La Primera Vez
La Primera Vez
La Primera Vez
Acaecía el mes de junio, el calor me azotaba, pero eso no me detuvo; es más, ni siquiera lo sentí
como era costumbre. Siempre odié el calor, el tórrido sol, las brizas calentísimas que se
manifiestan en este período… sin embargo, este no fue un momento más del año, mucho menos
de mi vida: fue el instante en el que vi por primera vez a mi novia, Natalia.

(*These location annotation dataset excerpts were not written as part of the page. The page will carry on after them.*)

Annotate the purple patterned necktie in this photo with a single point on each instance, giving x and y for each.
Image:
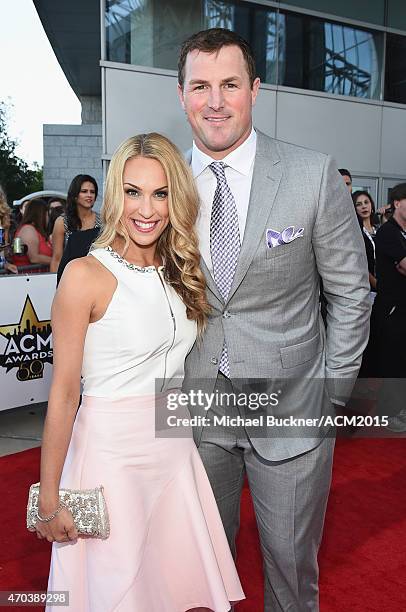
(224, 242)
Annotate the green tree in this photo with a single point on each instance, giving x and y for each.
(16, 178)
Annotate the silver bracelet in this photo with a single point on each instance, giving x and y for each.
(46, 519)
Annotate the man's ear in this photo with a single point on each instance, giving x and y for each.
(181, 96)
(255, 89)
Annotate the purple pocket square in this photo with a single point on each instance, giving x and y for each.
(275, 238)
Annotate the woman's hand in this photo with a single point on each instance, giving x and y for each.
(59, 529)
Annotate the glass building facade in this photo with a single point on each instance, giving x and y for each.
(292, 49)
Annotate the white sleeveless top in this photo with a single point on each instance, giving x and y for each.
(144, 334)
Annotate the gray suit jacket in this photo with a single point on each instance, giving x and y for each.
(271, 321)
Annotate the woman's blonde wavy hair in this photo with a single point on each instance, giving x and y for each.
(178, 244)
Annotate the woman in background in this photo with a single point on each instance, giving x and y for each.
(82, 194)
(5, 216)
(33, 233)
(365, 209)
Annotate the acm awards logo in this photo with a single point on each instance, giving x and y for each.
(29, 344)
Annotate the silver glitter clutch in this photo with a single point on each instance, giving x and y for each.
(88, 508)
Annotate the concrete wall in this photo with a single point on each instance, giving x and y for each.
(70, 150)
(366, 137)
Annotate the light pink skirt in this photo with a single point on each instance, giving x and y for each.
(167, 550)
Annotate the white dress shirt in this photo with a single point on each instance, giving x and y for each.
(239, 172)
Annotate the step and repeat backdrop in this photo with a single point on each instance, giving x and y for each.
(26, 349)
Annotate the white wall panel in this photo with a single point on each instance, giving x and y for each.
(139, 102)
(394, 142)
(265, 111)
(350, 131)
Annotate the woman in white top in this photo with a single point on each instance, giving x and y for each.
(125, 317)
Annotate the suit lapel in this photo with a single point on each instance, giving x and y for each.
(265, 183)
(211, 285)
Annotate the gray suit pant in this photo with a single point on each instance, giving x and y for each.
(290, 499)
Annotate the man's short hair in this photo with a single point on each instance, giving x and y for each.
(398, 192)
(211, 41)
(345, 172)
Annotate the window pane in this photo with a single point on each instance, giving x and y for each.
(150, 32)
(371, 11)
(395, 77)
(330, 57)
(397, 14)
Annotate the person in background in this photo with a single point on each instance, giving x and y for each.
(5, 217)
(388, 320)
(54, 212)
(79, 215)
(55, 203)
(346, 174)
(365, 209)
(33, 233)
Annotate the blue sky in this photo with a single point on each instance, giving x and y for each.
(31, 79)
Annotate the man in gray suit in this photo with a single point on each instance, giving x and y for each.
(274, 219)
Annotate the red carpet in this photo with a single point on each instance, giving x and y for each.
(363, 555)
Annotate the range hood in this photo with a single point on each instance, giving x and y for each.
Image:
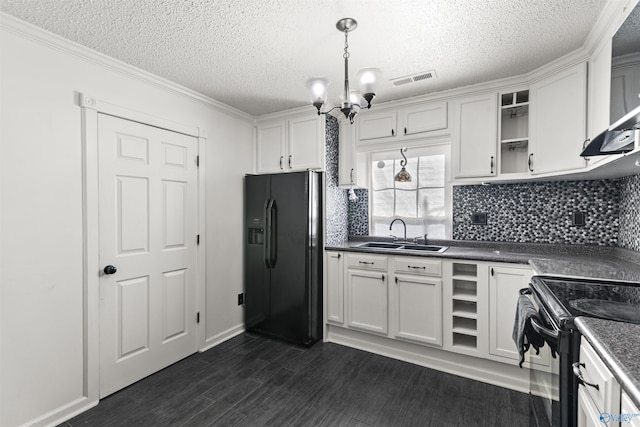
(621, 137)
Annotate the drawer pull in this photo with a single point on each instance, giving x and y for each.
(578, 373)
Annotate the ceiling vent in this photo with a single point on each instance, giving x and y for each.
(399, 81)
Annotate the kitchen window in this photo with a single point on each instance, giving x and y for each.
(424, 203)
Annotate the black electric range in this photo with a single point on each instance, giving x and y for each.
(560, 300)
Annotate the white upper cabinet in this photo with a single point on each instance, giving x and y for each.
(422, 118)
(404, 122)
(290, 144)
(558, 121)
(599, 91)
(475, 136)
(374, 125)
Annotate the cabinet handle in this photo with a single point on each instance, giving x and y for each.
(578, 373)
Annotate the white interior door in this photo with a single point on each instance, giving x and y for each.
(148, 217)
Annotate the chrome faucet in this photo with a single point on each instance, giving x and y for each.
(403, 223)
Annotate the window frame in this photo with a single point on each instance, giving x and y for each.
(420, 148)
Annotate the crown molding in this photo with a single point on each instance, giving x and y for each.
(66, 46)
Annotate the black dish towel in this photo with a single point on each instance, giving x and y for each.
(523, 333)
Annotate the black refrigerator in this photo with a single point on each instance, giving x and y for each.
(283, 256)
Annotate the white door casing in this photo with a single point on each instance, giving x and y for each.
(148, 213)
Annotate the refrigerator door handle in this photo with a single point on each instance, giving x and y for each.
(273, 234)
(267, 242)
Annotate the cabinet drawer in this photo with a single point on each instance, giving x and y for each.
(367, 262)
(418, 266)
(594, 371)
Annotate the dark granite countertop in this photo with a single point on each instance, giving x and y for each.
(595, 262)
(617, 344)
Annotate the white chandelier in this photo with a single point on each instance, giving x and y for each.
(366, 77)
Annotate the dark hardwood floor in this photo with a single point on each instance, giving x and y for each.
(255, 381)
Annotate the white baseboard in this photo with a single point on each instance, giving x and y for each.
(62, 413)
(484, 370)
(222, 337)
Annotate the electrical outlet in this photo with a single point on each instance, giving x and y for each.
(479, 218)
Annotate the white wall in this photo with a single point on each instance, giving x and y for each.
(41, 210)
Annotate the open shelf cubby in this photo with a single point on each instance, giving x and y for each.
(464, 307)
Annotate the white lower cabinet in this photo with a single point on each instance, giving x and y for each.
(366, 293)
(416, 301)
(599, 395)
(335, 287)
(505, 281)
(629, 411)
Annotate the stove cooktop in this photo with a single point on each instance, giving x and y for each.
(618, 301)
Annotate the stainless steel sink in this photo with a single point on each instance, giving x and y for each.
(403, 246)
(380, 245)
(427, 248)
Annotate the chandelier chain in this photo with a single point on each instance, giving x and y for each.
(346, 45)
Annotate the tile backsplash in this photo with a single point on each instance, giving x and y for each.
(336, 203)
(629, 236)
(540, 212)
(530, 212)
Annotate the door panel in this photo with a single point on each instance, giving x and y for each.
(148, 217)
(289, 293)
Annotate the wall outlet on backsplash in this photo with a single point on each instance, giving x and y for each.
(479, 218)
(578, 219)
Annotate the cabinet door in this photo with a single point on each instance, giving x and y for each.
(504, 284)
(335, 288)
(367, 301)
(270, 147)
(558, 121)
(416, 308)
(588, 413)
(376, 125)
(423, 118)
(628, 407)
(475, 136)
(306, 143)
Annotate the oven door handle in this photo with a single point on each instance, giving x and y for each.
(545, 332)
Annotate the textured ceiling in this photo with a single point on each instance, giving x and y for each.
(256, 55)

Decir «por primera vez», es en realidad falso ya que no vivíamos en la misma ciudad, pero la
había visto por videollamadas y fotos antes. Ese día llegué yo a su pueblo antes de lo esperado,
entonces me acerqué hacia donde estaba ella –solo tuve que caminar la calle abajo– cuando giró
por la esquina:
Se trataba de una mujer esbelta, mediría algo más que metro y medio, y tenía una figura
excepcional. Nati usa gafas, unas de color marrón oscuro y de una graduación que no le hacen
los ojos ni más pequeños ni más grandes; tiene una nariz casi respingada con un muy bonito
piercing dorado que la embellece. Sus ojos color café negro no representan ni un poco la
amargura de este, al contrario, son los más brillantes y que a la luz de la luna no tienen estrella
que los opaque. Su sonrisa al verme fue preciosa, demostraba emoción, sorpresa, algo de
incredulidad, amor… En aquel momento vestía un top verde musgo con unos vaqueros azules
que me dejaban ver lo majestuosas que son sus caderas. Nos fundimos en un abrazo casi eterno,
y sentí su calidez. Sus brazos recorrieron mi espalda y fue ese instante en el que sentí todas las
emociones que uno puede sentir hacia su amada. Allí todas las memorias y cada uno de los
estadios que mi ser conoció convergieron.
La única vez
Nati es la mejor persona que haya conocido nunca, cada gesto que hace, cada movimiento, cada
caricia, beso y expresión es sublime. Es una mujer con la que podés mantener una conversación
por horas y nunca se va a perder esa chispa, con la que podés ser vos mismo, con la que podés
reír, festejar, bailar, cantar, comer y hasta llorar de felicidad. Lo que siento por esta mujer es
imposible de medir, comparar o siquiera tocar: es abstracto, eterno, infinito… como el
mismísimo cosmos. Ella es ese tipo de persona con el corazón de oro, de esas que se extinguen
más rápido que el fuego y que son únicas como la existencia misma. Ella me es un regalo
divino, un flechazo onírico que atraviesa mi endocardio y percute de amor cada gota de sangre
que fluye por mi carne. Decir que ella es el amor de mi vida no tendría sentido alguno, lo que
siento por ella no es siquiera de este mundo, lo que siento por ella podría estar en la cima de la
jerarquía de ideas con la que Platón soñó alguna vez; lo que siento por Natalia podría tener más
peso que cualquier cuerpo celeste que merodea en algún lejano lugar de aquel desolado
espacio… más peso que el universo mismo.
La mejor parte es que una vez que te adentras, su ser es aún más vasto que el país de las
maravillas ideado por Carroll. Es una persona a la que nunca terminarás de conocer, siempre
tiene algo nuevo, alguna nueva con la que alegrarte el día. Es una persona espontánea como ella
sola, rimbombante y risueña. Cada día se asegura de hacerme el hombre más feliz del globo: «te
amé ayer menos que hoy y hoy te amo menos que mañana». No existe palabra, concepto o
sonido que pueda expresar lo que significa Natalia para mí. Cada vez que intentó expresarlo, las
lágrimas comienzan a caer, es la única forma de manifestarse que tiene este sentimiento…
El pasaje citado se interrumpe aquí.